The scientific truth is setting a per se level for THC is very, very difficult. First, marijuana is a drug, much like a prescription drug. And some develop a tolerance to that drug, so they don’t manifest the impairment. Second, THC has both active and inactive ingredients. So if the blood work is reading THC, the next question is whether it’s reading the active or inactive ingredient. Are we really going to convict drivers on an inactive ingredient?
In Ohio, Nevada and Washington legalized marijuana, and for Ohio and Nevada, the legal limit is 2 nanograms of THC per millilter of blood. Nevada, 5 milligrams. About a dozen other states, including Illinois, Iowa, and Arizona, set a zero tolerance for THC.

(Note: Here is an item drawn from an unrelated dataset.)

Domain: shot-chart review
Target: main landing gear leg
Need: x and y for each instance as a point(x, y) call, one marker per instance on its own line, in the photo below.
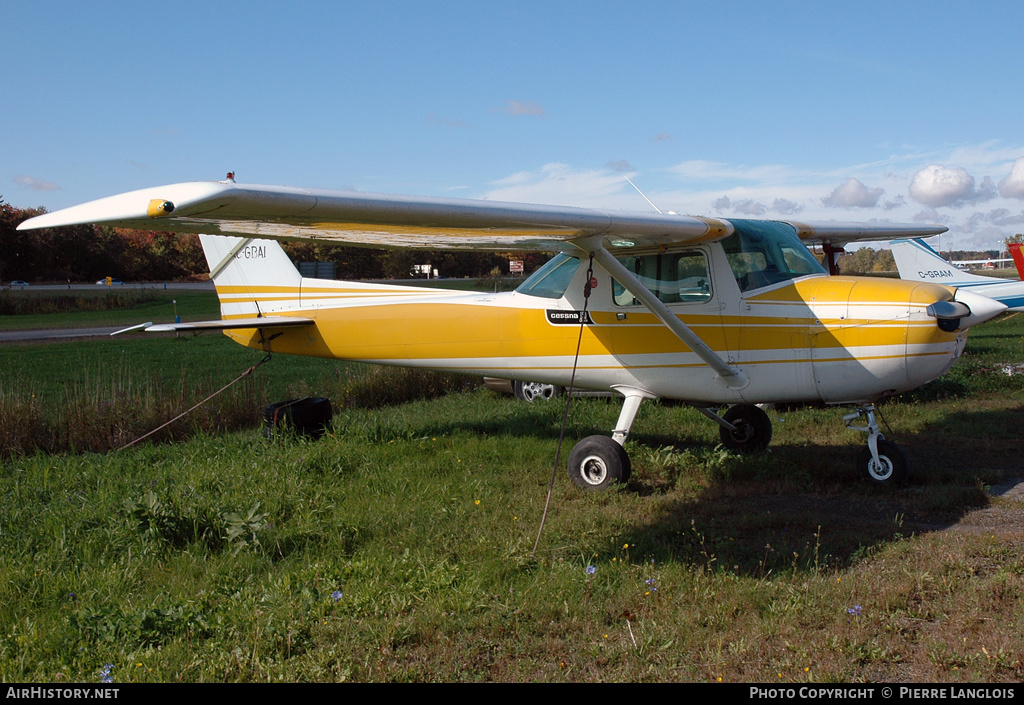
point(883, 461)
point(599, 461)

California remains with no per se limit. For any drug DUI in California, the Prosecution must prove beyond a reasonable doubt that the drug can impair driving to an “appreciable degree” and that you were in fact impaired by that drug. The law lays it out in California Vehicle Code 312, and in the Jury Instruction CALCRIM 2110. The California Appellate Court also addressed this issue in the case People v. Brenner (2010) 185 Cal.App.4th 791. “A drug is a substance or combination of substances, other than alcohol, that could so affect the nervous system, brain, or muscles of a person that it would appreciably impair his or her ability to drive a vehicle/operate a vessel) as an ordinarily cautious person, in full possession of his or her faculties and using reasonable care, would (drive a vehicle/operate a vessel) under similar circumstances.” This is from Jury Instruction, CALCRIM 2100.